The common thread to the leaders, Cleo found, was a willingness to embrace the supply chain as a catalyst for growth.
“Rather than reacting to disruptions, winners leveraged real-time visibility, smart automation, and proactive planning to turn challenges into opportunities—futureproofing their supply chains while unlocking new revenue streams,” the report states.
Where others fell behind
Companies that struggled had one or more of these five failings:
- Disruptions, delays and visibility gaps. Companies that failed to anticipate and manage disruptions such as slow production or late deliveries saw cascading challenges and lost revenue. A lack of visibility resulted in reactive decision-making, with 44% of companies facing stock declines citing visibility issues as the main cause, and 42% saying production backlogs were an issue.
- Rising costs without pricing power. Sudden input cost increases for items such as raw materials, transportation and labor strained margins. Lagging companies were slow to adjust prices and saw profit margins shrink, undermining investor confidence.
- Failure to adjust to a post-pandemic world. Many companies failed to adjust to a post-pandemic market, with 77% of companies that saw stock declines citing COVID-related impacts and 29% citing labor challenges.
- Market weaknesses. Companies that relied too heavily on specific markets or that used outdated supply chain resilience strategies were more vulnerable to external shocks. Underperforming core product lines and regional disruptions were among the challenges faced, with 27% citing weather events impacting stock levels. Inability to pivot quickly led to prolonged disruptions.
- Execution failures and investor skepticism. Operational inefficiencies, particularly in individual business units that increased costs and dragged revenues overall, and vague recovery timelines undermined investor confidence.
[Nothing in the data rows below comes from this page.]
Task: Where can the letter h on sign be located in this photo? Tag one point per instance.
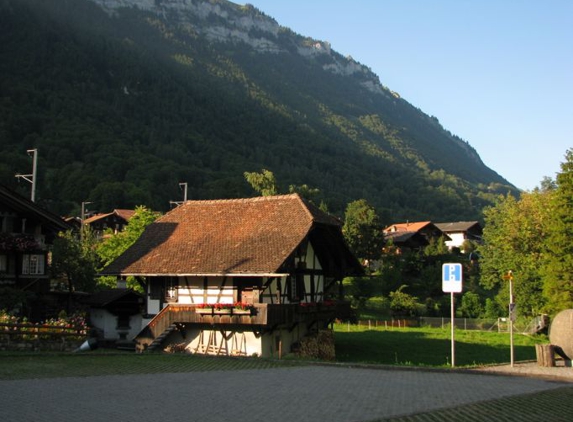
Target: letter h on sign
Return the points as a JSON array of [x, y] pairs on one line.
[[452, 278]]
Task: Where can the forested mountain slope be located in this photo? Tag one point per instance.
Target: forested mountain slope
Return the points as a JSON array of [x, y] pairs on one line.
[[124, 99]]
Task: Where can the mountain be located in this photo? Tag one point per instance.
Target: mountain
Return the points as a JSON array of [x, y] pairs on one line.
[[125, 99]]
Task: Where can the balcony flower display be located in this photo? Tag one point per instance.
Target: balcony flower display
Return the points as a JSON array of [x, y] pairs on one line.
[[237, 308]]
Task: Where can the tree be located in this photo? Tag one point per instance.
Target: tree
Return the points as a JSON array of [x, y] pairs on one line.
[[471, 306], [363, 231], [116, 244], [558, 268], [75, 260], [403, 304], [514, 236], [263, 182]]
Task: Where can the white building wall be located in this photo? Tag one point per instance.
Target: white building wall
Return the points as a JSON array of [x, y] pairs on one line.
[[107, 323], [237, 343]]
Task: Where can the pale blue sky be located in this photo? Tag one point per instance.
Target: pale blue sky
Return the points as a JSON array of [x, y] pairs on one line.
[[499, 74]]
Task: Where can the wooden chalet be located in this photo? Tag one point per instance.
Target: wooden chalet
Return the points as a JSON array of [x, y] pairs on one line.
[[239, 276], [26, 233], [115, 220], [461, 231]]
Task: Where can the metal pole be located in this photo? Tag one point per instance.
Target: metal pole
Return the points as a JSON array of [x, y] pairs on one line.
[[31, 178], [511, 310], [34, 153], [452, 324], [83, 217], [184, 186]]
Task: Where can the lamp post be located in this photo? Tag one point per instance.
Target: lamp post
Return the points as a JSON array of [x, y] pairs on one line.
[[31, 178], [83, 217], [509, 277]]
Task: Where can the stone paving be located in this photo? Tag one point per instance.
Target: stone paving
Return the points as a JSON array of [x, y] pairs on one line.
[[302, 394]]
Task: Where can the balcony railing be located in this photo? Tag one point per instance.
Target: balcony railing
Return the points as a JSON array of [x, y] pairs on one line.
[[263, 315]]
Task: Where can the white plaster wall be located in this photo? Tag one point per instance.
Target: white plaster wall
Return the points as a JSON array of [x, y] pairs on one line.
[[107, 322], [238, 343]]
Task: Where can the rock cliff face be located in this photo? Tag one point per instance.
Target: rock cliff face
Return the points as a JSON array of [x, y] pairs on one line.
[[223, 21]]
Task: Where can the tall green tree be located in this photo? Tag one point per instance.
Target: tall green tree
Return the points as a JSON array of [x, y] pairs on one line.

Among the companies that underperformed, Cleo found that a failure to modernize the foundational technologies and data strategies were a core culprit to lower stock performance.
“Supply chain strength isn’t built in the moment of crisis—it’s the result of strategic, long-term investments in integration, agility, and data-driven decision-making,” the report states.
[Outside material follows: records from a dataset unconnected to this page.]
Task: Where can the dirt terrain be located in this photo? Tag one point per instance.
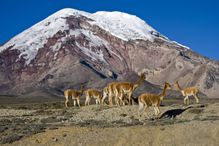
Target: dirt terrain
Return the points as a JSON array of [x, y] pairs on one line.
[[50, 123]]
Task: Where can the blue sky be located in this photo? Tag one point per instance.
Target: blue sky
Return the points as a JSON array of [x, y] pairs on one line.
[[194, 23]]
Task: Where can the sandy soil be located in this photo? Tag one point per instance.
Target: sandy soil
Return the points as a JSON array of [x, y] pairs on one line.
[[52, 124]]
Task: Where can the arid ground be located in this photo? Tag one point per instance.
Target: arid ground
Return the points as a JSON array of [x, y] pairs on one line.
[[46, 122]]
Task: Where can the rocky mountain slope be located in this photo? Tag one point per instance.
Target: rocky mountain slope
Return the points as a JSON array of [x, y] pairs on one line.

Looking ahead: A blueprint for resilient growth
The report closes with a roadmap to future-proofing supply chains. Among Cleo’s recommendations:
- Build agility and diversify suppliers to anticipate and mitigate disruptions
- Leverage technology (automation, AI) to reduce manual tasks and improve real-time decision-making
- Centralize business operations through integration platforms that connect disparate systems
- Build and manage high-value backlogs strategically, prioritizing high-margin orders and align backlogs with demand forecasts
- Align pricing with costs by regularly reviewing cost trends and implementing dynamic pricing updates
- Invest in workforce development and automation by upskilling employees while integration automation
- Exceed customer and investor expectations by adopting real-time analytics to track KPIs and improve forecasting accuracy.
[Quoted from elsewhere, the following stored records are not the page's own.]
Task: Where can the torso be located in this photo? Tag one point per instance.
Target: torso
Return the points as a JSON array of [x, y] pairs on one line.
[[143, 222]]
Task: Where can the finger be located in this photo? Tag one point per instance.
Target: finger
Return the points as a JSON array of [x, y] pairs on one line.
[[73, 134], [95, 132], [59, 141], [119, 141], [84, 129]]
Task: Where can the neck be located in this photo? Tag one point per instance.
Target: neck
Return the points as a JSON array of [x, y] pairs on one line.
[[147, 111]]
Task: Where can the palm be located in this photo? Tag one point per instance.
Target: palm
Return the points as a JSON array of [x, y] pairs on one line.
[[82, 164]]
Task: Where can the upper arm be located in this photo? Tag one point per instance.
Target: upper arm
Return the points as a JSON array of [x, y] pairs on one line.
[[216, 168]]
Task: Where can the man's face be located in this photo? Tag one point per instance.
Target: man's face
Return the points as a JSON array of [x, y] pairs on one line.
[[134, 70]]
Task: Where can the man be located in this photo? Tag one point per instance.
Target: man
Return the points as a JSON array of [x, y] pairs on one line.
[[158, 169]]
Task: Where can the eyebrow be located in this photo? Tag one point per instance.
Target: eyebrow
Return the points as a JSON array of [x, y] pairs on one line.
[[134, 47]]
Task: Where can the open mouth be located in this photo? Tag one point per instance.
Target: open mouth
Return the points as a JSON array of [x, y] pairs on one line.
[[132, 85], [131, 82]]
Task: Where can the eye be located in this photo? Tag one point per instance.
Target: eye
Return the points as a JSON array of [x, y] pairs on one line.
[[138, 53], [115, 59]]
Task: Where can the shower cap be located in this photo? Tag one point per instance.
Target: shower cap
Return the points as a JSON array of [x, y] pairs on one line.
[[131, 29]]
“As our report shows, the companies that thrived didn’t just react to disruptions—they prepared for them. The difference between winners and losers came down to proactive strategies: Companies that diversified their supply chains and invested in automation turned volatility into opportunity. These are critical learnings for companies to get ahead of the next major supply chain disruption,” Rajasekharan concludes.